Como habrá notado amable lector, en diversos medios periodísticos se reavivó el debate sobre la desigualdad. Es muy afortunado que esto ocurra en México, país perteneciente de la región más desigual y en consecuencia, una de las más violentas del mundo, como bien lo ha hecho notar el doctor Rodolfo Sarsfield de la Universidad Autónoma de Querétaro.
Académicos, comentócratas y representantes de los llamados think tanks han defendido sus puntos de vista sobre si la desigualdad importa o no. Gerardo Esquivel, economista de El Colegio de México y columnista de El Universal, ha comentado que pese al crecimiento de ingresos económicos per cápita de 1992 a 2014, el porcentaje de pobres, en este mismo periodo, no ha variado significativamente ni tampoco la estimación para calcular la desigualdad de ingresos monetarios (Coeficiente de Gini). Esquivel es claro: “el crecimiento económico de México no es sólo bajo sino excluyente”, es decir, deja fuera a importantes sectores de la sociedad. Esto se debe, según Esquivel, “a factores estructurales que es necesario modificar”.
Con ayuda de la historia, Macario Schettino nos ayuda a pensar en cuáles son algunos de estos “factores estructurales”. El académico del Tec de Monterrey y columnista de El Financiero expresa que pese a lo que pensaban algunos, la desigualdad no se origina en la Colonia, sino en el proceso de la primera globalización (1870-1914) y en el siglo veinte. La desigualdad latinoamericana tiene entonces una explicación histórica”, sostiene Schettino. “Evadimos en todo lo posible la modernidad”. ¿Y esto qué quiere decir? Que se permitió que las élites locales acumularan grandes riquezas producto de la “captura de rentas”. Luego, en el siglo veinte, los políticos saquearon a esas élites para repartir clientelarmente la riqueza y no aceptaron lo básico: todos somos iguales.
Esta premisa no puede ser compartida por otros comentaristas como Luis Rubio, presidente del think tank llamado Centro para Investigación y Desarrollo (CIDAC) y columnista en el periódico Reforma, quien afirma que la desigualdad es “un efecto del sistema económico que premia y recompensa la creatividad y la innovación, inevitablemente generando diferencias de ingreso en el proceso”. ¿Inevitablemente? El argumento de Rubio es terriblemente fatalista. Para él, una abstracción (el sistema económico) opera sin mediación humana o institucional para asignar recompensas económicas. Esto es muy cuestionable.
Douglass C. North, premio Nobel de Economía en 1993, mostró que la teoría neoclásica era limitada para explicar el crecimiento económico precisamente porque se limitaba a estudiar la operación de los mercados y no la manera en cómo esos mercados surgían y se desarrollaban. Es decir, había instituciones (reglas) que condicionaban el surgimiento y operación de esos mercados y dichas instituciones no eran una divina creación del Ser Supremo, sino el resultado de un proceso histórico y humano.
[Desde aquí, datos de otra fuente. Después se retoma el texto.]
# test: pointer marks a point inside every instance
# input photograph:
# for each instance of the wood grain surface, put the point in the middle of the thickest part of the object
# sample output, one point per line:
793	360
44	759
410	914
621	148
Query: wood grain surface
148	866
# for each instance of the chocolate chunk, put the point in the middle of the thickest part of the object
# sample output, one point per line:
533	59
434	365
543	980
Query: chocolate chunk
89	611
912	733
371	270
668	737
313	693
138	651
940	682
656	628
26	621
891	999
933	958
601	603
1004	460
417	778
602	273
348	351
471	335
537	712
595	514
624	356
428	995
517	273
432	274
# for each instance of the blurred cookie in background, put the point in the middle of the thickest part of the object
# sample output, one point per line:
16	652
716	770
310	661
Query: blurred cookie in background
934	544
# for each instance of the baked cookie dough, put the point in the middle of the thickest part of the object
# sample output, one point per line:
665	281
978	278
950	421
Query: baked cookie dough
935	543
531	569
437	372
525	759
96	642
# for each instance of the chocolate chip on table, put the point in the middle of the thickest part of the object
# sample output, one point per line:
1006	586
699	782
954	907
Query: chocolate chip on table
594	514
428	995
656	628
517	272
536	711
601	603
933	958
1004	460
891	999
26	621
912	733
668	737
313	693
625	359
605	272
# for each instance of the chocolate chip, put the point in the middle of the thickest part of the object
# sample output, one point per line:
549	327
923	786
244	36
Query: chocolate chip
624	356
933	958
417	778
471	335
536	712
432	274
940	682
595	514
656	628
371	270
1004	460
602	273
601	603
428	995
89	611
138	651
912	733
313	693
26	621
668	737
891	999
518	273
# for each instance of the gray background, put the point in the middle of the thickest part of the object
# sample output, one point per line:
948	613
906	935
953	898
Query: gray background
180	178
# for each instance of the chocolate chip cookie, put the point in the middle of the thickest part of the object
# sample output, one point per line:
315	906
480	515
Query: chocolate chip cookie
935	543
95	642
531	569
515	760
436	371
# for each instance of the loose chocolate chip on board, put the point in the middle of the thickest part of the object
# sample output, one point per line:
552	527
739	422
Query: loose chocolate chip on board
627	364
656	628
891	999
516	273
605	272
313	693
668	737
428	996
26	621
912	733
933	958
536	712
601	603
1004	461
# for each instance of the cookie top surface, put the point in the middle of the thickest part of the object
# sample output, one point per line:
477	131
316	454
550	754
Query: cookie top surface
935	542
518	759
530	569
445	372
Pero siguiendo con su “discurso antiigualitario” (Silva-Herzog), Rubio afirma que en México hay que mejor centrarse en combatir la pobreza y para ello la forma más obvia de hacerlo es logrando altas tasas de crecimiento económico. Esta afirmación tampoco se sostiene del todo si recurrimos a los aportes de otro premio Nobel de Economía, Amartya Sen.
Gracias al trabajo del economista y filósofo indio, así como a la labor que ha realizado el Programa de las Naciones Unidas para el Desarrollo (PNUD), ahora sabemos que hay países que crecen considerablemente en términos económicos, pero que fallan en asegurar las condiciones para que la gente amplíe sus posibilidades de vida (Kuwait, por ejemplo). La libertad para vivir la vida que valoramos —y tenemos razón de valorar— no depende totalmente del ingreso económico, por muy importante y central que éste sea. Esto exige imaginar políticas públicas muy distintas de las que promueve la trickle down economy, la cual, como afirmamos Pablo Latapí Sarre y el que escribe, “nunca ha cumplido sus promesas”.
Pero Luis Rubio tiene un punto. No pocos políticos, activistas y yo agregaría, académicos, utilizan el discurso “igualitarista” por mera pose, interés o cliché. Por un lado, dicen optar por los pobres, pero por otra no chistan si se benefician del dedazo, clientelismo o nepotismo. Son los hijos obedientes de la antimodernidad. No obstante, esta inmoralidad no puede ni debe inmovilizarnos para hablar y denunciar la desigualdad que nos separa como seres humanos. Como dije al inicio, América Latina es la región más desigual del mundo y la más violenta. Usted decida si el tema importa o no.